I went back to 1.14 and ran: GST_DEBUG="basesink:5" gst-launch-1.0 fakesrc do-timestamp=1 sizetype=fixed sizemax=4096 datarate=$((4096*100)) ! fakesink silent=0 sync=1 2>&1 | grep latency 0:00:00.022531958 28899 0x557046588520 DEBUG basesink gstbasesink.c:1168:gst_base_sink_query_latency:<fakesink0> we are ready for LATENCY query 0:00:00.022548676 28899 0x557046588520 DEBUG basesink gstbasesink.c:1210:gst_base_sink_query_latency:<fakesink0> latency query: live: 1, have_latency 1, upstream: 0, min 0:00:00.000000000, max 99:99:99.999999999 Notice "live: 1". Olivier's patch didn't change that behaviour. It's just that now we have 20ms instead of 0ms.
I didn't realize how exactly the latency code worked in basesink, I've fixed it now... The reason is I pushed the change to basesink for everyone is so that pipelines like udpsrc ! videodecoder ! udpsink, because before this fix, those pipelines end up dropping all packets unless QoS is involved.

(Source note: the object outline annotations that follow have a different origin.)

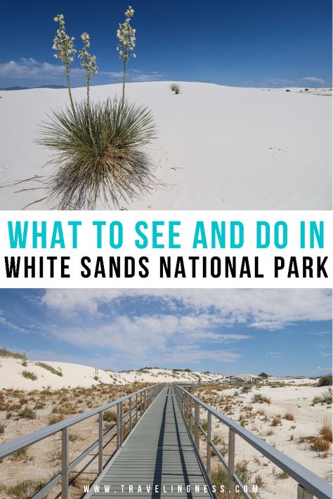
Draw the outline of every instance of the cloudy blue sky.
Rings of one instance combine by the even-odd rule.
[[[331,371],[327,290],[1,290],[0,346],[115,370]]]
[[[95,84],[119,82],[115,32],[127,0],[7,1],[1,6],[0,86],[65,84],[53,57],[53,17],[84,31],[100,68]],[[332,86],[331,0],[133,0],[137,58],[130,81],[245,86]],[[77,64],[73,84],[82,85]]]

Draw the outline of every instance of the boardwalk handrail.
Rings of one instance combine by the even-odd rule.
[[[117,435],[117,450],[122,446],[124,441],[124,426],[129,423],[129,432],[136,425],[138,420],[145,413],[148,407],[153,400],[157,396],[164,387],[164,383],[159,383],[141,390],[134,391],[129,395],[117,398],[112,402],[100,406],[94,409],[88,410],[77,416],[72,416],[63,421],[51,425],[50,426],[41,428],[33,433],[30,433],[24,436],[20,436],[15,440],[12,440],[6,443],[0,445],[0,459],[6,458],[13,454],[20,449],[29,447],[34,443],[47,439],[48,436],[54,435],[58,432],[62,432],[61,446],[61,472],[54,477],[43,488],[36,493],[32,499],[41,499],[45,495],[61,481],[61,498],[68,499],[69,497],[69,474],[70,472],[78,465],[84,458],[86,458],[94,448],[98,448],[98,453],[91,460],[98,458],[98,472],[100,474],[103,468],[103,448],[107,445],[111,440]],[[135,404],[132,406],[132,401],[135,399]],[[140,399],[140,400],[139,400]],[[129,412],[124,415],[123,410],[123,403],[129,401]],[[117,407],[117,423],[112,427],[103,432],[103,413],[112,407]],[[98,415],[98,438],[86,449],[74,461],[69,462],[69,428],[74,425],[77,425],[81,421],[84,421],[94,415]],[[134,421],[133,420],[134,418]],[[104,441],[107,436],[113,435],[106,444]],[[112,457],[112,456],[111,456]]]
[[[252,499],[252,496],[244,490],[243,484],[235,474],[235,436],[236,434],[296,480],[298,484],[297,499],[313,499],[313,496],[318,499],[332,499],[332,489],[331,484],[329,484],[283,453],[278,451],[252,432],[235,422],[227,416],[223,415],[211,406],[205,403],[180,385],[175,384],[175,392],[179,407],[191,434],[194,421],[194,443],[198,453],[200,452],[200,432],[206,439],[206,471],[208,476],[210,477],[211,475],[211,451],[212,449],[228,472],[228,499],[233,499],[234,498],[234,484],[238,486],[239,491],[244,498]],[[194,415],[192,413],[192,406],[194,406]],[[200,407],[207,412],[207,432],[204,430],[200,425]],[[211,440],[211,416],[224,423],[229,428],[228,462],[224,459]]]

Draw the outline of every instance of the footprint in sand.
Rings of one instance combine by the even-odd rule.
[[[276,155],[279,153],[285,153],[287,154],[286,150],[285,150],[284,149],[280,149],[280,148],[270,148],[270,150],[274,151],[272,154],[272,156],[276,156]]]

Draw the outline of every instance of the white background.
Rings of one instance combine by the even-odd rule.
[[[28,221],[28,238],[27,247],[23,249],[11,249],[9,245],[8,221]],[[145,221],[148,224],[148,230],[145,233],[148,236],[149,242],[146,249],[139,249],[135,246],[135,240],[138,235],[135,232],[135,224],[138,221]],[[166,247],[162,249],[152,248],[152,222],[153,221],[164,221],[164,228],[159,228],[164,232],[163,236],[159,242],[164,243]],[[202,249],[192,248],[193,236],[195,234],[195,223],[197,221],[202,220],[207,227],[207,241],[210,243],[210,225],[211,221],[225,221],[226,226],[226,249]],[[288,225],[288,245],[286,248],[278,249],[273,244],[273,228],[274,224],[279,221],[284,221]],[[32,221],[47,221],[47,247],[32,249]],[[61,221],[65,240],[66,247],[60,249],[56,245],[55,249],[51,249],[51,240],[54,221]],[[78,229],[78,247],[72,249],[72,228],[67,225],[69,221],[81,221],[82,225]],[[93,221],[105,221],[106,226],[103,228],[103,248],[99,249],[96,247],[96,228],[93,226]],[[114,221],[119,221],[124,226],[124,244],[122,248],[115,249],[109,244],[109,225]],[[170,249],[168,247],[168,221],[180,221],[181,226],[176,228],[180,233],[177,242],[181,245],[181,249]],[[229,224],[231,221],[241,221],[244,226],[244,246],[240,249],[230,249],[229,245]],[[267,249],[256,249],[256,224],[257,221],[266,221],[270,223],[271,244]],[[325,224],[325,246],[323,249],[308,247],[301,249],[300,247],[300,223],[305,221],[323,221]],[[39,225],[40,226],[40,225]],[[327,211],[238,211],[238,212],[218,212],[218,211],[94,211],[94,212],[18,212],[6,211],[1,212],[0,220],[0,286],[1,287],[332,287],[332,268],[330,255],[332,254],[332,214]],[[44,277],[43,278],[25,278],[24,274],[20,274],[18,278],[7,278],[6,277],[4,257],[47,257],[61,256],[71,257],[70,263],[70,278],[60,278],[60,264],[55,266],[56,276],[50,278],[47,271],[48,265],[44,264]],[[159,257],[171,256],[176,257],[183,256],[185,263],[185,268],[188,271],[186,278],[159,278]],[[149,277],[141,278],[138,275],[131,278],[110,279],[109,277],[103,278],[83,278],[81,276],[81,258],[89,256],[91,259],[91,268],[94,269],[94,259],[98,256],[105,258],[105,271],[108,274],[108,257],[110,256],[131,256],[137,259],[140,257],[148,257],[150,260],[148,268]],[[254,273],[254,258],[259,257],[259,269],[264,274],[264,278],[232,278],[224,277],[224,271],[220,278],[214,278],[209,276],[203,278],[198,265],[197,276],[195,278],[190,277],[191,266],[187,264],[188,256],[197,256],[207,257],[220,257],[222,258],[222,269],[223,269],[223,257],[236,256],[238,260],[238,266],[242,257],[248,257],[252,271]],[[278,279],[274,278],[274,257],[283,257],[286,259],[286,267],[289,264],[291,256],[296,257],[299,260],[299,270],[301,277],[287,278],[287,268],[280,274]],[[329,278],[317,278],[315,269],[313,278],[303,278],[301,257],[328,256],[329,259],[325,264],[325,269]],[[23,261],[21,262],[23,266]],[[138,265],[137,266],[139,268]],[[208,268],[209,266],[208,266]],[[37,265],[38,269],[38,265]],[[23,270],[23,266],[22,268]]]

I've also added some unit tests for the processing-deadline: commit 4f3aea316acd38ce498dd7130db76e91a76490d7 Author: Olivier Crête <olivier.crete@collabora.com> Date: Mon Jul 16 11:51:05 2018 -0400 sink: Only add processing latency if upstream is live Only add it if upstream is live, otherwise leave the latency at 0. https://bugzilla.gnome.org/show_bug.cgi?id=640610 commit f79b871a6a400c411313eb82a71b3a3475c0ac99 Author: Olivier Crête <olivier.crete@collabora.com> Date: Mon Jul 16 11:50:36 2018 -0400 pipeline tests: Add test for processing latency
Just for my own understanding: this now delays the output of every sink that syncs against the clock by an extra 20ms, right? If upstream is live. e.g. gst-launch-1.0 v4l2src num-buffers=10 ! fakesink silent=false sync=true processing-deadline=3000000000 -v Takes 3 seconds to get started. Is this a good idea in terms of backwards compatibility? Or did I misunderstand something?
Only if you have a live source upstream. In that case it does add 20ms, but previously the real latency was actually controlled by max-lateness, so you would think there was no latency, but it was not actually true. And if you enabled QoS, it would drop every packet making it unusable. Yes it's a small change in behaviour, but I argue that the previous behaviour just didn't work at all.